Das teuerste Auto der Welt
Der Ferrari 250 GTO, bekannt als "das teuerste Auto der Welt" (letzter Auktionspreis: 48,4 Millionen Dollar im Jahr 2018), verkörpert Klasse, Reichtum, Dekadenz und damit auch Zerbrechlichkeit. Gebaut wurden diese Autos jedoch als Arbeitspferde, um zermürbende Rennbedingungen zu ertragen und über extrem lange Zeiträume gefahren zu werden. Dieser 250 GTO Serie II wurde von den rauen sizilianischen Straßen bei der Targa Florio 1964 hart gefordert, aber er bleibt an der Spitze, trägt seine Kampfnarben mit Stolz und sieht dabei noch immer umwerfend aus. Es gibt nur drei 250 GTO der Serie II, die jemals gebaut wurden (1964), und sie hatten eine Karosserie mit breiteren Kotflügeln als das Original, einem versenkten Rücklicht und fliegenden Strebebogen-Segelfeldern. Das neue Dach wurde vom 250 LM mit Mittelmotor entlehnt, dem die FIA die Homologation für die GT-Klasse verweigert hatte. Die neu gebauten Autos brachten die Gesamtproduktion des GTO (abzüglich der Prototypen) auf 36 bzw. 39, wenn man die 4-Liter-Autos mitzählt.

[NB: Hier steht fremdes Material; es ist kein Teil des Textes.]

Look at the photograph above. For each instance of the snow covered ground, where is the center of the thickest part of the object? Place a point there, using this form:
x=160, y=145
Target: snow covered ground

Dieser kleine Einblick in unsere automobilen Lieblingsgeschichten verdeutlicht, was den Kult um Classic Cars ausmacht. Sie verkörpern als Bestandteil der menschlichen Kulturgeschichte diverse, erstaunliche Geschichten und fungieren als nutzbares Relikt aus einer früheren Zeit. Jeder, der schon einmal in einem Classic Car gefahren ist, kann nachempfinden, wie sich diese Reise in die Vergangenheit und der Perspektivwechsel auf die Welt anfühlt.